Tuesday, July 2, 2013

One Tok over the Line

 

Today we drove from Beaver Creek to Tok (sounds like poke) on more of the frost-heave road.  But the Canadians are busily trying to fix it.  We saw a lot of this.  Two hours to drive 50 miles but once we crossed the border the road improved.  Still not perfect, but better.   

Fewer enormous mountains, but lots of impressive green hills and dozens of little lakes and ponds, which seem to harbor the mosquitoes that plaque Al, who calls them divebombers.  How can one little guy make so much noise in the middle of the night? 
One of the books says that there are about 30 varieties hatching and preparing for torture. 
  A moose may lose a pint of blood a day to mosquitoes.  A pint!
 I thought only beer came in pints.

I looked for the Road Runner but he must have already popped up and dashed away.
Those skinny trees seem to be bottle brush black spruce.  They grow so slowly that a tree two inches in diameter may be 100 years old.  They spread their roots in the boggy, shallow soil above permanently frozen ground, which blocks water drainage and limits root growth.   

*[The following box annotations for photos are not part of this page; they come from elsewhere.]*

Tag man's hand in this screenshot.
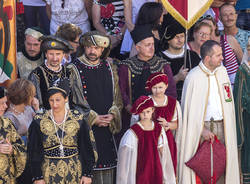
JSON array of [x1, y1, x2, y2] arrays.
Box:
[[80, 176, 92, 184], [0, 139, 13, 155], [201, 127, 214, 142]]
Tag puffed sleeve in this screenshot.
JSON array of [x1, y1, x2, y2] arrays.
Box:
[[78, 120, 97, 177], [27, 120, 44, 181], [3, 118, 27, 177]]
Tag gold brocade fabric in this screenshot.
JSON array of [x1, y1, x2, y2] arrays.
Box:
[[0, 117, 26, 184], [32, 110, 96, 184], [42, 155, 82, 184]]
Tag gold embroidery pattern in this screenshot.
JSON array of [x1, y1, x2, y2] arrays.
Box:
[[57, 160, 68, 177], [40, 119, 55, 135], [0, 154, 8, 172], [65, 121, 80, 136], [63, 135, 74, 146], [36, 111, 83, 184]]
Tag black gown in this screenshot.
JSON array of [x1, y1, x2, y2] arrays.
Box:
[[73, 59, 117, 170], [158, 50, 201, 101], [28, 110, 96, 184]]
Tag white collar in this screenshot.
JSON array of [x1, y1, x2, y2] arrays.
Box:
[[45, 59, 62, 72], [163, 49, 184, 59]]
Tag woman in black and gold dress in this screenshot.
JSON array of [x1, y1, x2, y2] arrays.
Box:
[[28, 79, 96, 184]]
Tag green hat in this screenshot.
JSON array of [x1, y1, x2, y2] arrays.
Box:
[[79, 31, 111, 59], [39, 35, 74, 53]]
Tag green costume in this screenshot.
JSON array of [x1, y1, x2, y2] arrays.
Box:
[[234, 63, 250, 184]]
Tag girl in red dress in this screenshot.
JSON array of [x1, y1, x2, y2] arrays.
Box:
[[145, 72, 181, 173]]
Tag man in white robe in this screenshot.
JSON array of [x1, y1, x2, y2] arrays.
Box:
[[177, 40, 240, 184]]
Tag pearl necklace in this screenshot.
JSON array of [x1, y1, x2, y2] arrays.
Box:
[[50, 107, 68, 157]]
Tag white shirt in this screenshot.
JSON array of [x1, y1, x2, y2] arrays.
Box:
[[46, 0, 90, 34], [201, 62, 223, 121]]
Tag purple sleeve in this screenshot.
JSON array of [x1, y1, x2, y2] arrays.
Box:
[[118, 65, 130, 107], [164, 64, 177, 99]]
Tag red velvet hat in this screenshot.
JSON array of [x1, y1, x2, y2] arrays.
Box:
[[131, 96, 154, 114], [145, 72, 168, 91]]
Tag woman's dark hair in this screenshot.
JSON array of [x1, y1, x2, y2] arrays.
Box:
[[48, 89, 68, 99], [135, 2, 163, 29]]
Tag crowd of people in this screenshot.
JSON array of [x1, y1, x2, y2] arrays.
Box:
[[0, 0, 250, 184]]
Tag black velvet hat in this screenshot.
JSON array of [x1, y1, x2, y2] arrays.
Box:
[[48, 78, 70, 98], [130, 24, 154, 44], [0, 86, 5, 98], [79, 31, 111, 59], [160, 13, 185, 41], [39, 35, 74, 53]]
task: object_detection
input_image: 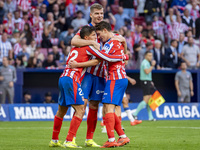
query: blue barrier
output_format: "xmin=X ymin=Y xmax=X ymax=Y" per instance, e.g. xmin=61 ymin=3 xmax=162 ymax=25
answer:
xmin=0 ymin=103 xmax=200 ymax=121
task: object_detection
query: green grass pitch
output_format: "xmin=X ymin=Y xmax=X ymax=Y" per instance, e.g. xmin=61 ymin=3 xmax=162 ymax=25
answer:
xmin=0 ymin=120 xmax=200 ymax=150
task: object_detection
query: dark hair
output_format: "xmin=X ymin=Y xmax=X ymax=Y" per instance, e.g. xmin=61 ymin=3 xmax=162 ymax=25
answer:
xmin=133 ymin=43 xmax=140 ymax=50
xmin=95 ymin=21 xmax=112 ymax=31
xmin=80 ymin=26 xmax=95 ymax=39
xmin=146 ymin=42 xmax=153 ymax=47
xmin=90 ymin=3 xmax=103 ymax=12
xmin=144 ymin=51 xmax=152 ymax=56
xmin=170 ymin=39 xmax=176 ymax=44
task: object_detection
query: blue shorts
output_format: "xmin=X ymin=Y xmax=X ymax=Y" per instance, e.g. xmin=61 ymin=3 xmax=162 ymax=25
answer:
xmin=81 ymin=72 xmax=106 ymax=101
xmin=58 ymin=76 xmax=84 ymax=107
xmin=102 ymin=79 xmax=128 ymax=106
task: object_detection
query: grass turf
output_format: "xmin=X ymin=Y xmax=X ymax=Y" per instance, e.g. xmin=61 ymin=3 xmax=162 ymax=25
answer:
xmin=0 ymin=120 xmax=200 ymax=150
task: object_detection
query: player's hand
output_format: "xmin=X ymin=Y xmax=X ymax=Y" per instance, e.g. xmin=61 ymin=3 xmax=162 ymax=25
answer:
xmin=190 ymin=91 xmax=194 ymax=96
xmin=9 ymin=82 xmax=14 ymax=87
xmin=92 ymin=41 xmax=100 ymax=50
xmin=68 ymin=60 xmax=78 ymax=69
xmin=177 ymin=91 xmax=181 ymax=97
xmin=151 ymin=60 xmax=156 ymax=67
xmin=129 ymin=78 xmax=136 ymax=85
xmin=111 ymin=35 xmax=125 ymax=43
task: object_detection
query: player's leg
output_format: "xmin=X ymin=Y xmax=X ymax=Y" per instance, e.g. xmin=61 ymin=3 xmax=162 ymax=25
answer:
xmin=85 ymin=76 xmax=105 ymax=147
xmin=122 ymin=93 xmax=142 ymax=126
xmin=0 ymin=85 xmax=6 ymax=104
xmin=6 ymin=87 xmax=14 ymax=104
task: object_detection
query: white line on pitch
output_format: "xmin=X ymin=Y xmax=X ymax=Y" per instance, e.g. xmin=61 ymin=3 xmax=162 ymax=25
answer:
xmin=157 ymin=126 xmax=200 ymax=129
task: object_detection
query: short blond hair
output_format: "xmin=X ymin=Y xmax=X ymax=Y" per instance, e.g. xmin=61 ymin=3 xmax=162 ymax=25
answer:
xmin=90 ymin=3 xmax=103 ymax=12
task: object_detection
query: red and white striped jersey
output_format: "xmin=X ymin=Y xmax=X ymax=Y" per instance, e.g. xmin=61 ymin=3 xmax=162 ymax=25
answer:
xmin=13 ymin=43 xmax=22 ymax=56
xmin=76 ymin=23 xmax=106 ymax=78
xmin=103 ymin=40 xmax=126 ymax=80
xmin=61 ymin=46 xmax=123 ymax=83
xmin=152 ymin=20 xmax=165 ymax=35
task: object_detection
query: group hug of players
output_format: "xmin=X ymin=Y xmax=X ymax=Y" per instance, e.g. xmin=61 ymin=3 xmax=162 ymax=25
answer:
xmin=49 ymin=3 xmax=142 ymax=148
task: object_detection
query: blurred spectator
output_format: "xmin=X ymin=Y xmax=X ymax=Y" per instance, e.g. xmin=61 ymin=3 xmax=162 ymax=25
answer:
xmin=34 ymin=47 xmax=45 ymax=62
xmin=53 ymin=4 xmax=65 ymax=34
xmin=3 ymin=0 xmax=16 ymax=15
xmin=3 ymin=12 xmax=15 ymax=36
xmin=71 ymin=10 xmax=88 ymax=31
xmin=189 ymin=1 xmax=199 ymax=22
xmin=0 ymin=1 xmax=6 ymax=24
xmin=195 ymin=11 xmax=200 ymax=39
xmin=59 ymin=26 xmax=74 ymax=55
xmin=23 ymin=91 xmax=32 ymax=104
xmin=133 ymin=24 xmax=143 ymax=44
xmin=44 ymin=92 xmax=55 ymax=104
xmin=181 ymin=37 xmax=200 ymax=69
xmin=144 ymin=0 xmax=160 ymax=22
xmin=171 ymin=0 xmax=187 ymax=14
xmin=0 ymin=32 xmax=13 ymax=66
xmin=185 ymin=0 xmax=199 ymax=13
xmin=17 ymin=0 xmax=31 ymax=13
xmin=114 ymin=6 xmax=129 ymax=30
xmin=175 ymin=62 xmax=194 ymax=103
xmin=42 ymin=53 xmax=57 ymax=68
xmin=65 ymin=0 xmax=80 ymax=18
xmin=182 ymin=9 xmax=195 ymax=33
xmin=165 ymin=8 xmax=176 ymax=25
xmin=20 ymin=23 xmax=33 ymax=45
xmin=10 ymin=29 xmax=20 ymax=45
xmin=19 ymin=12 xmax=31 ymax=32
xmin=0 ymin=57 xmax=17 ymax=104
xmin=40 ymin=4 xmax=47 ymax=21
xmin=165 ymin=40 xmax=178 ymax=69
xmin=41 ymin=23 xmax=54 ymax=48
xmin=168 ymin=16 xmax=189 ymax=39
xmin=153 ymin=40 xmax=165 ymax=70
xmin=80 ymin=0 xmax=90 ymax=22
xmin=137 ymin=0 xmax=146 ymax=16
xmin=119 ymin=0 xmax=135 ymax=18
xmin=152 ymin=15 xmax=165 ymax=41
xmin=26 ymin=39 xmax=36 ymax=56
xmin=27 ymin=55 xmax=42 ymax=68
xmin=15 ymin=55 xmax=26 ymax=69
xmin=51 ymin=45 xmax=60 ymax=61
xmin=178 ymin=33 xmax=187 ymax=54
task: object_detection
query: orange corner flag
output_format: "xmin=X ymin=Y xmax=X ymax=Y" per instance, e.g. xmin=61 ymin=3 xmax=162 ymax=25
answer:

Al needed this to recover from the trauma of driving through the wildfire area.  We were told that three are burning along the route we took and there were flashing road signs to warn us, but we saw nothing.  In a record year, more than 650 major wildfires burn across the state, half of them ignited by lightning.  Although only two out of every ten lightning bolts hit the ground,  Interior Alaska can be struck 6,000 times daily!   Fire can smolder beneath a mossy carpet several feet thick during wet weather and even throughout the winter.  Wow!
(Again my source of information is the Milepost Travel Planner, which is filled with goodies.)

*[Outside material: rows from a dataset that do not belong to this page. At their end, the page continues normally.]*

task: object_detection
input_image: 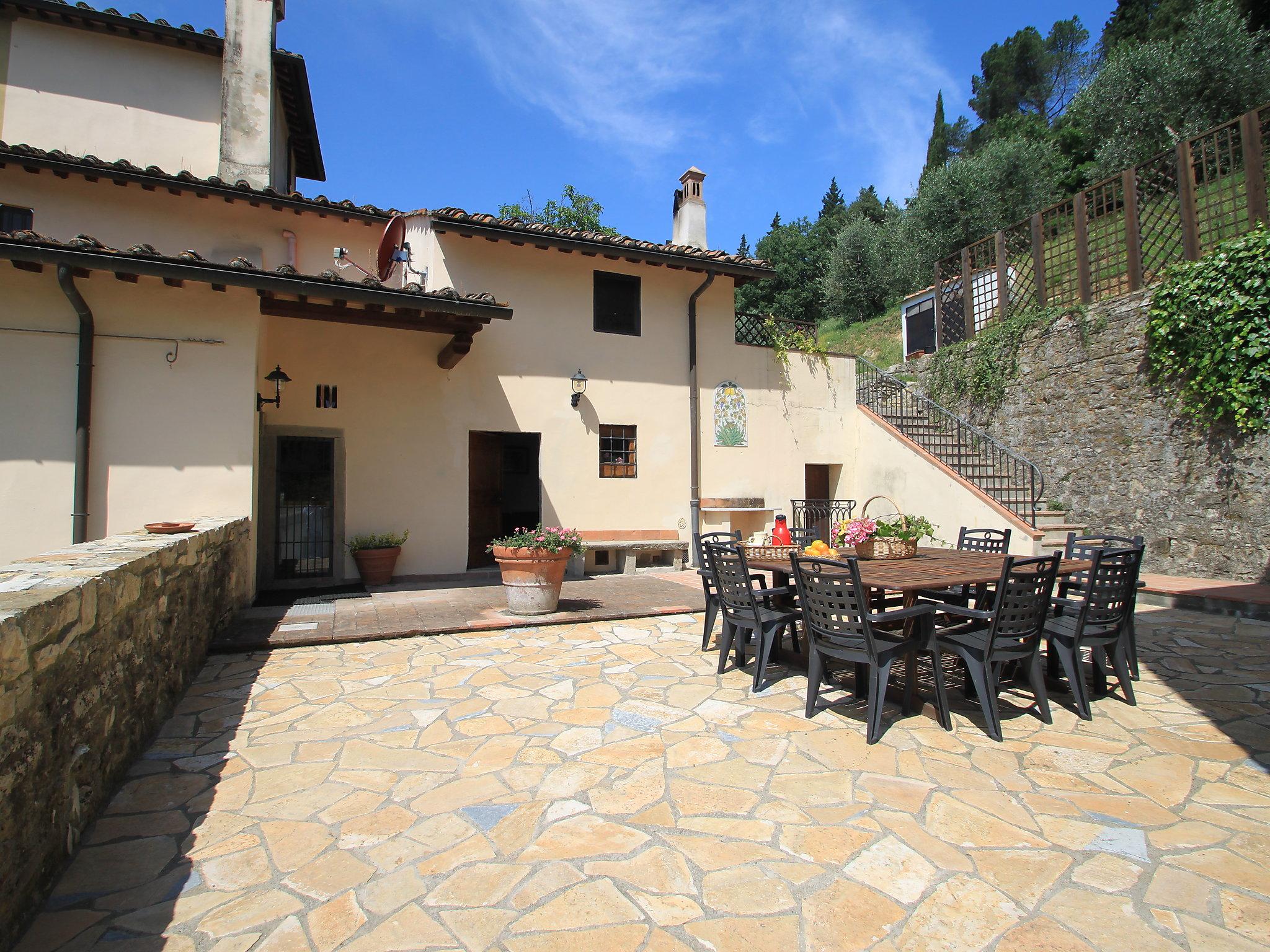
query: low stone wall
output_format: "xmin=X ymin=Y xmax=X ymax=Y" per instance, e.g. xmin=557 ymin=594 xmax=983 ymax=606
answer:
xmin=904 ymin=289 xmax=1270 ymax=581
xmin=0 ymin=519 xmax=250 ymax=948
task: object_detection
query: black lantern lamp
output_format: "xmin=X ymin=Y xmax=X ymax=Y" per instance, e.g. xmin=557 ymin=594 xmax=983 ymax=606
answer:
xmin=255 ymin=364 xmax=291 ymax=413
xmin=569 ymin=371 xmax=587 ymax=406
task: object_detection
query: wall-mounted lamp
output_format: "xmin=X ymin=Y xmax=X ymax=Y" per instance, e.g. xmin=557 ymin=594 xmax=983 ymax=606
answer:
xmin=255 ymin=364 xmax=291 ymax=413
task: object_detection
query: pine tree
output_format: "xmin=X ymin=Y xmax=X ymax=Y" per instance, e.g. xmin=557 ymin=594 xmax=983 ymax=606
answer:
xmin=922 ymin=89 xmax=949 ymax=173
xmin=817 ymin=177 xmax=847 ymax=218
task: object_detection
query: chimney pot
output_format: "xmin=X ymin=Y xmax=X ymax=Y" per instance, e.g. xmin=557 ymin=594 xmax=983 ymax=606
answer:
xmin=670 ymin=165 xmax=709 ymax=252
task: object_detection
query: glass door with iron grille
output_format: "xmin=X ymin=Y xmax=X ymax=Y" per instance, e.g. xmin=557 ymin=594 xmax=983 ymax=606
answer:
xmin=273 ymin=437 xmax=335 ymax=581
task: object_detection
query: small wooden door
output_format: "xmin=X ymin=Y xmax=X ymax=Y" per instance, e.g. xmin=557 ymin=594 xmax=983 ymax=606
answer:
xmin=468 ymin=433 xmax=503 ymax=569
xmin=802 ymin=464 xmax=829 ymax=499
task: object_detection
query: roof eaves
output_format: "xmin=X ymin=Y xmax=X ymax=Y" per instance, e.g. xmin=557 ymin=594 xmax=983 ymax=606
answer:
xmin=0 ymin=0 xmax=326 ymax=182
xmin=414 ymin=208 xmax=775 ymax=281
xmin=0 ymin=141 xmax=400 ymax=222
xmin=0 ymin=231 xmax=512 ymax=320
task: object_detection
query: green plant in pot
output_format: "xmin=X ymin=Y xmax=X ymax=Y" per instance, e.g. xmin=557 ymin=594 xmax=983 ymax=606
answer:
xmin=345 ymin=529 xmax=411 ymax=585
xmin=485 ymin=523 xmax=587 ymax=614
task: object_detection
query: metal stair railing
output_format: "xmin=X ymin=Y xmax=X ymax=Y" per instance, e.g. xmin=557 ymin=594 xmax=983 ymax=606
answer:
xmin=856 ymin=356 xmax=1046 ymax=528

Last night we attended a local performance in Beaver Creek and one guy said that he is the night watchman but since it's never really night, he plays the piano instead.  Tonight we saw a group of local singers and the guy said that it's good to be a teenager in summer Alaska when your parents tell you to be home before dark.

Today in Tok the sunset will be at 11:45 pm and sunrise will be at 3:25 am.
I don't plan to witness either event.